From Publishers Weekly
In The Chalice and the Blade, Eisler described the evolution of Western society in terms of two competing forms of social organization: the "dominator" model, characterized by authoritarian relationships, war and male domination, and the "partnership" model, characterized by democratic, egalitarian social structures and gender equity. Now she brings her theory of cultural transformation to bear on education and the complex problem of how to prepare children for a "partnership" society, or, how to encourage them to become nonsexist, nonracist, "healthy, caring, competent, self-realized adults." Eisler has done her homework, demonstrating a sophisticated grasp of learning theory, child development, interdisciplinary curricula and the complex social contexts of education. Though many of her suggestions--such as teaching a multicultural curriculum that emphasizes examples of partnership and "asking questions that do not have yes or no 'right' answers but, instead, provoke thought"--are familiar, she synthesizes a variety of classroom techniques into a compelling framework for developing lessons that speak to the urgency of the environmental and social challenges facing us in the next century. Inviting readers to think outside conventional boxes of educational reform, this is an ambitious, imaginative and practical guide to a better educational future.
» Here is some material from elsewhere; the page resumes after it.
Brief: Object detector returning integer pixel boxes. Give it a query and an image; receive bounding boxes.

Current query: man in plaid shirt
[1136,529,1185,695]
Copyright 2000 Reed Business Information, Inc.

From Library Journal
Eisler (The Chalice and the Blade, 1987) introduced the concept of the partnership model, a model of society that embodies equity, environmental protection, multiculturalism, and gender-fairness. Here, she applies the partnership model to modern education, giving readers a picture of how education might function in the 21st century. Eisler proposes an "expanded approach to educational reform that can help young people meet the unprecedented challenges of a world in which technology can either destroy us or free us to actualize our unique human capacities for creativity and caring." Timely, inspirational, and challenging, this book offers a balanced and useful approach to education and the development of humanity. Schoolteachers, educators, administrators, and parents will find the additional resources at the end of this book useful. Recommended for both public and academic libraries.